Here's a bit from the MSNBC story:



Security officials believe hundreds of men — including a gang that made a failed attempt to bomb London's transit network — passed through camps set up across the English countryside.

British intelligence and police actually infiltrated the camps with moles and even shot video of the training camp activities...here's another excerpt:



Video secretly made at the camps showed recruits marching with backpacks — like those used by London's transit network attackers to carry their deadly suicide bombs in 2005 — and conducting weapons drills used by insurgents in Iraq and the Taliban in Afghanistan.
An undercover police officer, code-named "Dawood," infiltrated one group and captured cell phone video of the training. One clip showed trainees rehearsing a beheading with a watermelon

So the question for Americans is this: Do we poke fun at the dhimmi Brits or do we look at ourselves and say, "Is this going on in America?" I'd say chances are very good we have camps right here on U.S. soil and if you don't believe me, well...don't say I didn't tell you so.



Network of terrorist camps in rural England

LONDON - Clad in mud-smeared combat fatigues, the young Muslims trained on picturesque British farmland, hurling imaginary grenades, wielding sticks as mock rifles and chopping watermelons in simulated beheadings.
A four-year inquiry, which came to a close Tuesday with guilty pleas from the last two of seven gang members, has exposed a network of alleged British terrorism training camps meant to prepare recruits for mass murder.
Security officials believe hundreds of men — including a gang that made a failed attempt to bomb London's transit network — passed through camps set up across the English countryside.

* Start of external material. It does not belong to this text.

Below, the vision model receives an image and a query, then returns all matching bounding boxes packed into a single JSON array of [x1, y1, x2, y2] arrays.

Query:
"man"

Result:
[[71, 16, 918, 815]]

Investigators say it was a worrying discovery at the heart of Britain's homegrown terrorism: training camps once thought to be exclusive to northern Pakistan or Afghanistan are being held in sleepy rural England.
"The exposure to that ideology — that radicalism, that extremism, that 'them-and-us' mind set — starts here on our streets in Britain," a former extremist, Ed Husain, told Britain's first police counterterrorism conference in Brighton.
Husain said British officials had been too tolerant of Islamic radicalism taught in universities and mosques during the 1980s and '90s.
The two training camp ringleaders — one who claimed to be the "No. 1 al-Qaida in Europe" and the other who nicknamed himself "Osama bin London — will be sentenced next month on charges of running the camps and inciting participants to murder. Five others were each sentenced Tuesday to at least 3 1/2 years in prison on charges of attending terrorism training.